O que é um ortopedista de quadril?

O ortopedista de quadril é o médico que realizou Residência Médica em Ortopedia e Traumatologia e depois se especializou no tratamento das doenças do quadril.

Mas afinal de contas, o que é o quadril e quais são as suas principais doenças?

O quadril é uma articulação, assim como ombro, cotovelo, joelho e tornozelo, sendo a junção de 2 ou mais ossos, onde são realizados os movimentos dos nossos membros.

O quadril especificamente é a junção da cabeça do fêmur com a bacia, numa cavidade chamada acetábulo.

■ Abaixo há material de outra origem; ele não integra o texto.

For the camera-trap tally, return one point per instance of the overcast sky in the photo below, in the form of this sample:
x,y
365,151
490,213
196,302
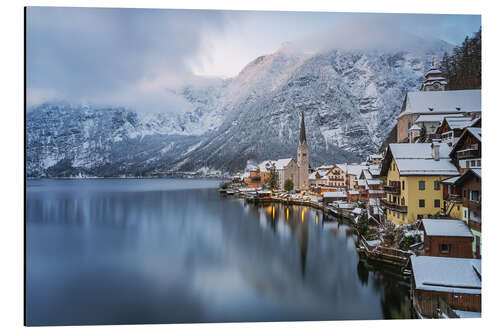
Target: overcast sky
x,y
131,56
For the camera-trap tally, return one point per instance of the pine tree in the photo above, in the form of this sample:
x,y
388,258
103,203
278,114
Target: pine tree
x,y
462,68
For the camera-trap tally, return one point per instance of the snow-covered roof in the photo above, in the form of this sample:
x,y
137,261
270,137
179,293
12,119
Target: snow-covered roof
x,y
374,170
355,169
334,194
475,131
416,159
376,191
415,127
459,122
367,174
342,166
453,275
362,182
430,118
278,164
467,314
450,180
446,101
264,192
433,71
357,211
448,228
477,172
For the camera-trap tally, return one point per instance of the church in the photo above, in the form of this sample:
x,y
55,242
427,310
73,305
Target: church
x,y
286,168
432,104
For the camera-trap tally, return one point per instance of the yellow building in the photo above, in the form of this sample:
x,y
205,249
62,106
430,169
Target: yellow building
x,y
413,175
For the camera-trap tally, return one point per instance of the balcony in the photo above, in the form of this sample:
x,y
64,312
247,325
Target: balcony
x,y
393,188
394,206
454,198
472,152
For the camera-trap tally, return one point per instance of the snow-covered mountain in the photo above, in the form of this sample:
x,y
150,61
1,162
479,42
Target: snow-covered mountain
x,y
350,99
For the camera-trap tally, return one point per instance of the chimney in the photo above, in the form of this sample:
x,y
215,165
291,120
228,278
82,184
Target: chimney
x,y
435,150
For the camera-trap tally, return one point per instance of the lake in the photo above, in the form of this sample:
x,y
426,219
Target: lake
x,y
126,251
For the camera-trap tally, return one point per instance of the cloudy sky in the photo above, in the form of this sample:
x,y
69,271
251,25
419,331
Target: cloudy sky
x,y
134,56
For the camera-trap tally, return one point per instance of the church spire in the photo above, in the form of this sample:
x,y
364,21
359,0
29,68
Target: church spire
x,y
302,129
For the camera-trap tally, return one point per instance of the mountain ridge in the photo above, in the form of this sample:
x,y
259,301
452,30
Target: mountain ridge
x,y
350,99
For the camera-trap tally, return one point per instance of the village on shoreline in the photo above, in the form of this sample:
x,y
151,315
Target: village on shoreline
x,y
416,204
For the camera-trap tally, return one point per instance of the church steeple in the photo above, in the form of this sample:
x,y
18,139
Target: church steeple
x,y
302,129
434,81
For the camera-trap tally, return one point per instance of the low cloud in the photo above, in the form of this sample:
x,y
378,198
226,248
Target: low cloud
x,y
139,58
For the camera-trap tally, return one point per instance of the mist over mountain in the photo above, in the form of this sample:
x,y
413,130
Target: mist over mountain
x,y
350,96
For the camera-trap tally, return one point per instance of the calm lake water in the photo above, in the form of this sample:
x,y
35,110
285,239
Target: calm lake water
x,y
116,251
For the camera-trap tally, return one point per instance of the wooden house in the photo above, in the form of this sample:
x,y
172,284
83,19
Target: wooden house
x,y
466,153
413,173
439,282
463,201
452,127
447,238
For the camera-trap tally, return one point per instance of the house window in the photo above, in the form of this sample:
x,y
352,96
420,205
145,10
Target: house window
x,y
474,195
444,248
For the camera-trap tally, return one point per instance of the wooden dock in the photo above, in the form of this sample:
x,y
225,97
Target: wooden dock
x,y
383,254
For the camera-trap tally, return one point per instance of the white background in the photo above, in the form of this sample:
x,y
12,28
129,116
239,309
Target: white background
x,y
12,154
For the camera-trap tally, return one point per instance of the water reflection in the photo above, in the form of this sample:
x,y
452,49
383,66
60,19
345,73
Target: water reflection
x,y
99,252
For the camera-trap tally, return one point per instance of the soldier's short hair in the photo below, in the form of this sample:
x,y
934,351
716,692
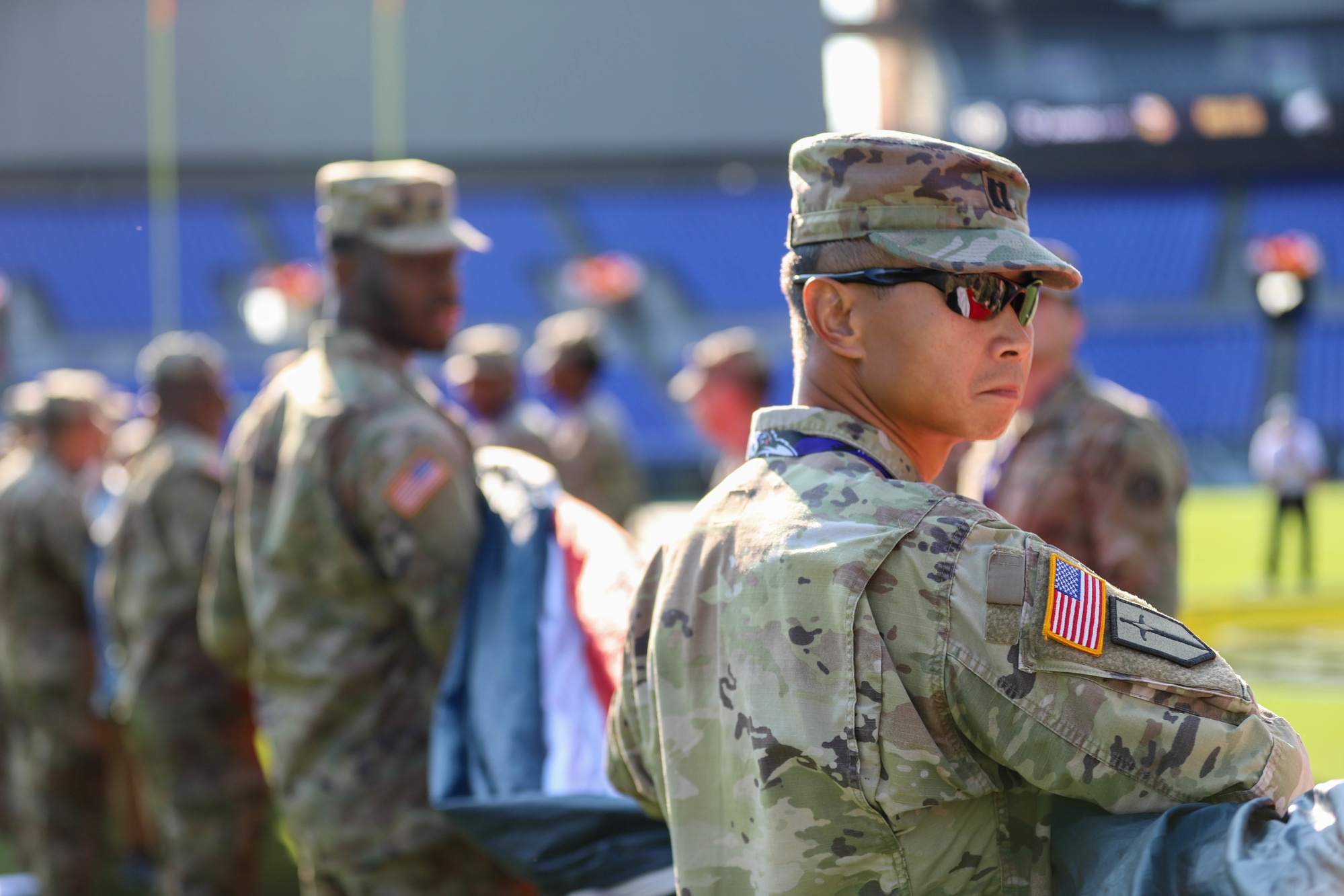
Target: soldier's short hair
x,y
830,257
179,359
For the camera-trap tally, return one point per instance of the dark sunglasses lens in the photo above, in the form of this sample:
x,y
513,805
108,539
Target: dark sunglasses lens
x,y
978,296
1027,301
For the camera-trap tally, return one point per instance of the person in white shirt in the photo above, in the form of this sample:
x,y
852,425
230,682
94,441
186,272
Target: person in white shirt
x,y
1288,454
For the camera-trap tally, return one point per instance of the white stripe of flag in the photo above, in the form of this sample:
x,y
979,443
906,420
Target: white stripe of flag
x,y
1078,605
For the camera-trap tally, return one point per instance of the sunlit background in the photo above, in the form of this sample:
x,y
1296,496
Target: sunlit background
x,y
156,165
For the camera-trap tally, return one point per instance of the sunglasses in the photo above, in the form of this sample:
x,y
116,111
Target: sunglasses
x,y
975,296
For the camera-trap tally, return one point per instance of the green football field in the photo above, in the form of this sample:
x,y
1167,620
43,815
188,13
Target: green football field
x,y
1287,640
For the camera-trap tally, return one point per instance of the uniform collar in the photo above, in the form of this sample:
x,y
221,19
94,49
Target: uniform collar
x,y
836,425
352,343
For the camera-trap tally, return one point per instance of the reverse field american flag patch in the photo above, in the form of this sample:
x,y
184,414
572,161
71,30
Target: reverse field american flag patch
x,y
418,480
1077,610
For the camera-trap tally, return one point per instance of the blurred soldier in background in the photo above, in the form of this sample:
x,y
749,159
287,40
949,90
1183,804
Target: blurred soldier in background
x,y
188,727
343,543
722,386
588,433
22,406
1086,464
47,663
1290,456
483,371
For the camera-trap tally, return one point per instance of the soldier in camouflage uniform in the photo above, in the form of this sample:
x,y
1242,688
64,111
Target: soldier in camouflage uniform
x,y
846,682
343,543
1085,464
723,383
586,436
483,371
47,655
188,727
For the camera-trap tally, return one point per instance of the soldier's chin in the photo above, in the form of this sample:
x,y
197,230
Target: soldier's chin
x,y
988,423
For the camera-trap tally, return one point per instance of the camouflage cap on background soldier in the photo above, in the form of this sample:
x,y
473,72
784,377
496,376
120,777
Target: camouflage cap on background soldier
x,y
574,335
943,206
405,206
65,389
179,356
485,350
734,352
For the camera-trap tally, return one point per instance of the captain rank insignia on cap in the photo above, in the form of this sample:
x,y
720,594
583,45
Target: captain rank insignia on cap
x,y
1077,610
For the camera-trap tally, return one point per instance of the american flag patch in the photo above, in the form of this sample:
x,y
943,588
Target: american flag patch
x,y
418,480
1077,610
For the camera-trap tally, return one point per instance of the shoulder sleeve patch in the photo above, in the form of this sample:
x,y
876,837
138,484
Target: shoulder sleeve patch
x,y
416,483
1146,629
1007,578
1076,609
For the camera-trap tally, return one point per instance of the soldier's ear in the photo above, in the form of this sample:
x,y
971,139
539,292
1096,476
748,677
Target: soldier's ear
x,y
830,308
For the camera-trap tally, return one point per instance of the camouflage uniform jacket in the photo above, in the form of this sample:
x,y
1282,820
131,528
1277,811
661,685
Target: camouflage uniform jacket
x,y
151,578
1099,475
590,452
819,698
339,554
46,647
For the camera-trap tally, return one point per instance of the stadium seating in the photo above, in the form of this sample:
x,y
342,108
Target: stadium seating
x,y
1312,206
1158,243
659,430
1208,379
91,262
723,251
499,285
1322,375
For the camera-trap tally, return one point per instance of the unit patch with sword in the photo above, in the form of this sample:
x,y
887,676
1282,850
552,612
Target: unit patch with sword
x,y
1146,629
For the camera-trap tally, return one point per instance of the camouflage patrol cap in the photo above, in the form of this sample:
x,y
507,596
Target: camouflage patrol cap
x,y
929,203
177,358
406,206
732,352
485,350
565,337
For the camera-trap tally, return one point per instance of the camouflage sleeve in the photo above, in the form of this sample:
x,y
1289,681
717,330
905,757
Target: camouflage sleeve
x,y
1131,729
222,618
411,489
631,742
1132,507
184,503
65,535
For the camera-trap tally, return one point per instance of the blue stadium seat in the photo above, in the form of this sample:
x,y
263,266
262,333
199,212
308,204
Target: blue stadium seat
x,y
1136,245
91,261
1312,206
1208,379
1320,375
659,429
498,285
723,250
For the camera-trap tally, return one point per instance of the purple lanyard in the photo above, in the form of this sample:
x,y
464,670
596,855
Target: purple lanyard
x,y
793,444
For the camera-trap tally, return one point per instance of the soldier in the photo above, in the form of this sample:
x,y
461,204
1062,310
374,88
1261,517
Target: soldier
x,y
1086,464
344,539
722,386
47,663
588,434
188,727
843,680
484,371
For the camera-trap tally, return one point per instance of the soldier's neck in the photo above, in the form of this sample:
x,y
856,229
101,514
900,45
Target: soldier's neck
x,y
925,448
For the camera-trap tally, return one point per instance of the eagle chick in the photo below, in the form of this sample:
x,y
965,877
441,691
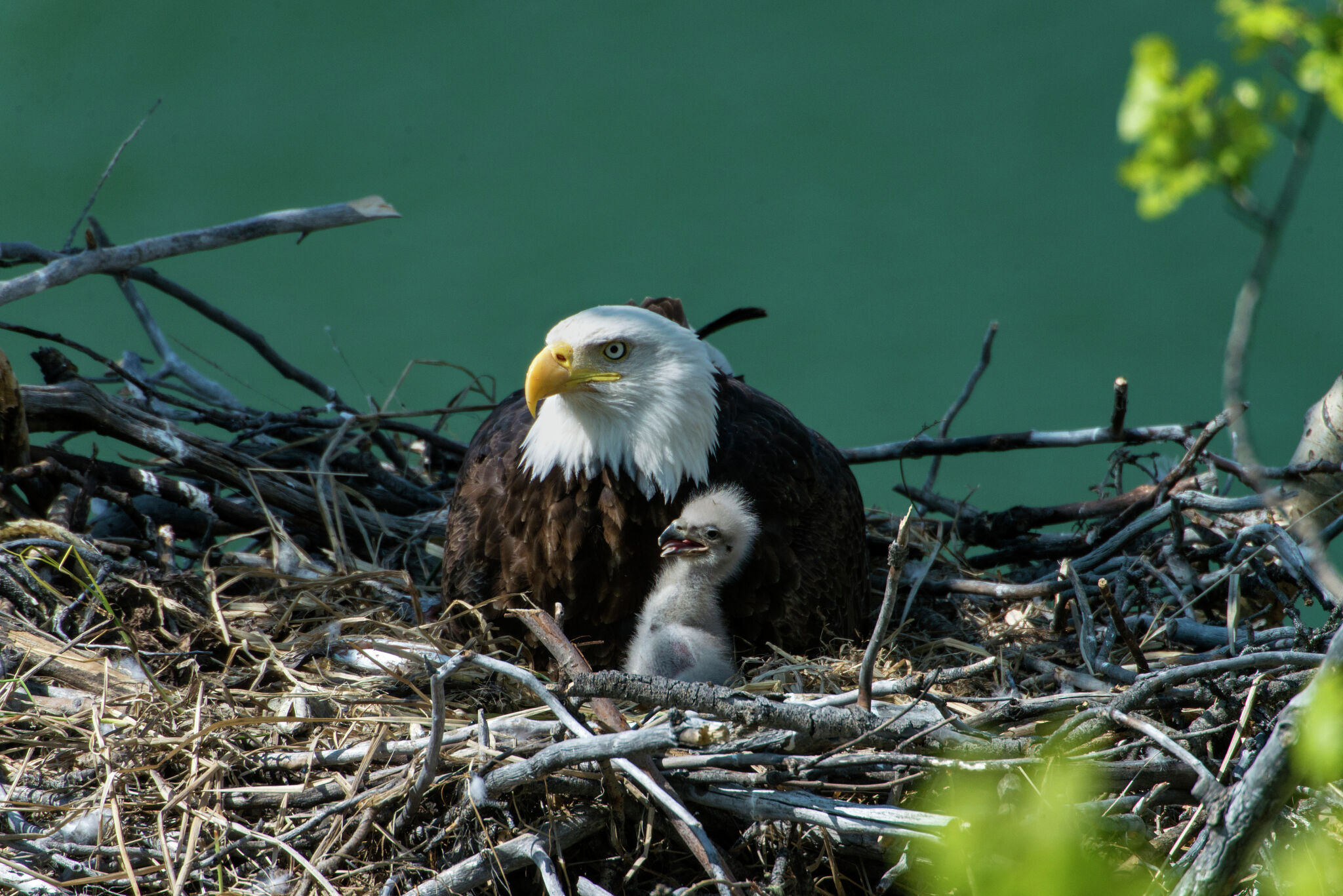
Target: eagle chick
x,y
681,633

Essa junção permite a realização de uma ampla gama de movimentos, sendo a segunda articulação mais móvel em nosso corpo, ficando atrás apenas do ombro.

Figura Ilustrando o Quadril | Dr. Felipe Bessa
Figura ilustrando o quadril, que é a articulação formada pela cabeça do fêmur e o acetábulo.

Dessa forma, é esperado que essa região denominada quadril seja extremamente complexa, e dependa do funcionamento adequado não só da cabeça do fêmur e do acetábulo, mas sim de diversas outras estruturas.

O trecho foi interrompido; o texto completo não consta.